17 October 2013

Nature: new understanding of star death

Neutron star collision

Credit: ESO/L.Calçada


An international team led by astronomers at Queen’s University Belfast have shed new light on the rarest and brightest exploding stars ever discovered in the universe.

"I think that the most important outcome of this study is that it unifies two different sub-classes of super-luminous supernovae. The first spectra that we obtained at the Nordic Optical Telescope suggested a similarity with another class of luminous events. However, later evolution showed that these objects turned out identical to the rarest class of super-luminous supernovae. For these events a rather exotic explosion mechanism had been proposed. But it is likely that we are looking at two different faces of the same phenomenon!

Giorgos Leloudas

DARK Affiliated Scientist Giorgos Leloudas (Oskar Klein Center) was among the group of international scientists working on the results.

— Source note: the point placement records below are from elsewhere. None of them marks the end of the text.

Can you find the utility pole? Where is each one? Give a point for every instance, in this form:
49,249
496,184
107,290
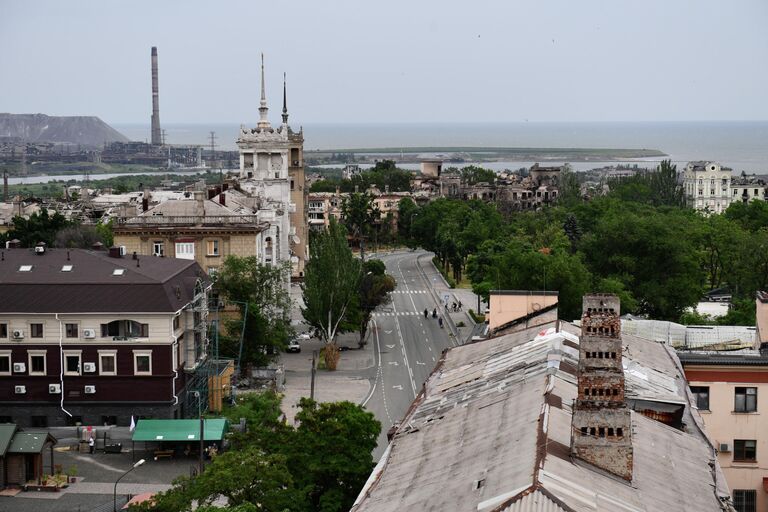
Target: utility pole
213,147
312,383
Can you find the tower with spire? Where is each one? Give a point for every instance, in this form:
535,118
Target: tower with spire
272,170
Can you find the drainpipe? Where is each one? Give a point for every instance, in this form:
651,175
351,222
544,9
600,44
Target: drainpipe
61,364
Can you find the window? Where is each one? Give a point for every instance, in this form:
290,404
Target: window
745,500
72,362
36,330
71,330
701,393
745,450
37,362
124,329
142,362
5,362
107,362
746,400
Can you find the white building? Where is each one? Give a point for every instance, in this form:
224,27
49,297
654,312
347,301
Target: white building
272,170
707,186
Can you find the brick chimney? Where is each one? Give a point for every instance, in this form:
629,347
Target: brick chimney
601,432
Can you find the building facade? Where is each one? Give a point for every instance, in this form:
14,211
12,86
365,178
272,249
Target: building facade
731,391
272,169
707,186
96,337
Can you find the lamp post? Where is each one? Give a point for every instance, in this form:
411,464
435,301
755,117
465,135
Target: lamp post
114,496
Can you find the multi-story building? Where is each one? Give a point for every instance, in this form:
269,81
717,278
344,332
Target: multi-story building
96,337
707,186
196,228
746,188
731,391
272,169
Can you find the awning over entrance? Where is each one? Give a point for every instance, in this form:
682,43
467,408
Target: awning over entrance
179,430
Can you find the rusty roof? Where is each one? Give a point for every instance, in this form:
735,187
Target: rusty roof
491,432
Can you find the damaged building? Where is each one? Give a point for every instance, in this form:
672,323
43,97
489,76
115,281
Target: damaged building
555,417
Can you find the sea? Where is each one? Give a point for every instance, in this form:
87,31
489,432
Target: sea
740,145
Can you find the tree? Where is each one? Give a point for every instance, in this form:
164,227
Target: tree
331,287
375,286
331,452
243,280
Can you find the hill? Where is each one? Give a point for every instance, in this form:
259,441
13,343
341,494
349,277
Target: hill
85,130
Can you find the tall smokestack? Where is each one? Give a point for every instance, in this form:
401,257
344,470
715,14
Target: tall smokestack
156,138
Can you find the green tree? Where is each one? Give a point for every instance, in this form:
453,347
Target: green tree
243,280
331,287
330,456
375,287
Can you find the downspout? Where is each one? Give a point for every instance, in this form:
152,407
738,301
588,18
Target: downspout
61,365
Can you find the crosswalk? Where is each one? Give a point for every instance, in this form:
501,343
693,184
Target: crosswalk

The research is published in the journal Nature. It proposes that the most luminous supernovae – exploding stars – are powered by small and incredibly dense neutron stars, with gigantic magnetic fields that spin hundreds of times a second.

An explanation that had been proposed in the past about these spectacular explosions was that they might represent the long-sought "pair-instability" explosion mechanism and that they involved the explosion of a super-massive star. The new findings suggest  that their origins may be better explained by a type of explosion within the star’s core which creates a smaller but extremely dense and rapidly spinning magnetic star.